LZ_XOR/LZ_ADD progress

I'm tired of all the endless LZ clones, so I'm trying something different.

I now have two prototype LZ_XOR/ADD lossless codecs. In this design a new fundamental instruction is added to the usual LZ virtual machine, either XOR or ADD. Currently the specific instruction added is decided at the file level. (From now on I'm just going to say XOR, but I really mean XOR or ADD.)

These new instructions are like the usual LZ matches, except XOR's are followed by a list of entropy coded byte values that are XOR'd to the string bytes matched in the sliding dictionary. On certain types of content these new ops are a win (to a big win), but I'm still benchmarking it.

The tradeoff is an expensive fuzzy search problem. Also, with this design you're on your own - because there's nobody to copy ideas from. The usual bag of parsing heuristic tricks that everybody copies from LZMA don't work anymore, or have to be modified.

One prototype is byte oriented and is somewhat fast to decompress (>1 GiB/sec.), the other is like LZMA and uses a bitwise range coder. Fuzzy matching is difficult but I've made a lot of headway. It's no longer a terrifying search problem, now it's just scary.

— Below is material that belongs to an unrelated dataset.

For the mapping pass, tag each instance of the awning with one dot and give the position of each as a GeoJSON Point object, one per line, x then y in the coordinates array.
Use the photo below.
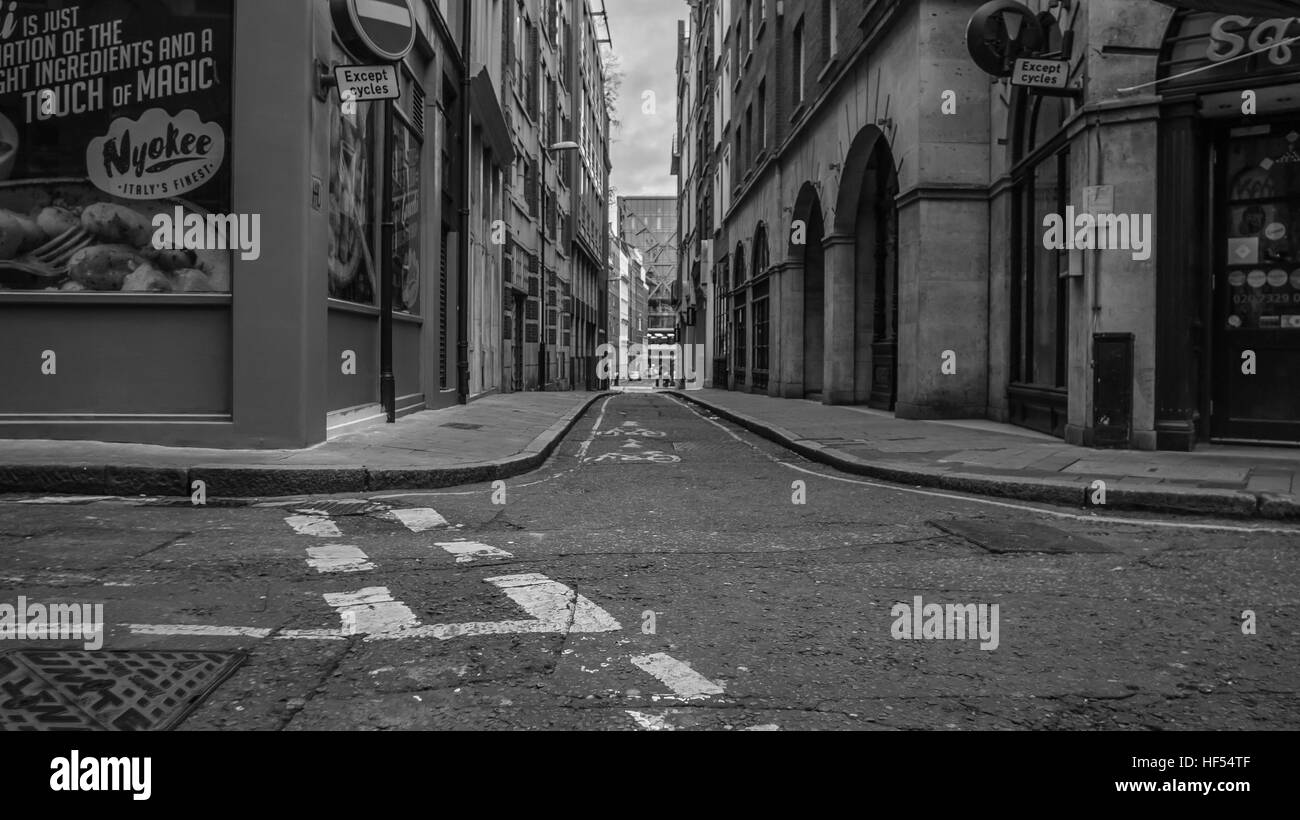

The ratio of XOR's vs. literals or COPY ops highly depends on the source data. On plain text XOR's are weak and not worth the trouble. They're extremely strong on audio and image data, and they excel on binary or structured content.

With the LZMA-like codec LZ_XOR instructions using mostly 0 delta bytes can become so cheap to code they can be preferred over COPY's, which is at first surprising to see. It can be cheaper to extend an LZ_XOR with some more delta bytes vs. truncating one and starting a COPY instruction. On some repetitive log files nearly all emitted instructions are long XOR's.

COPY ops must stop on the first mismatch, while XOR ops can match right through minor mismatches and still have net gain. Adding XOR ops can drastically reduce the # of overall instructions the VM ("decompressor") has to process, and also gives the parser an expanded amount of freedom to trade off reduced instructions vs. ratio. It's not all about ratio, it's about decompression speed.

Overall this appears to be a net win, assuming you can optimize the parsing. GPU parsing is probably required to pull this off, which I'm steadily moving towards.

The other improvement that shows net gain on many files is to emit an optional "history distance delta offset" value. This allows the encoder to specify a [-128,127] offset relative to one of the "REP" match history distances. The offset is entropy coded.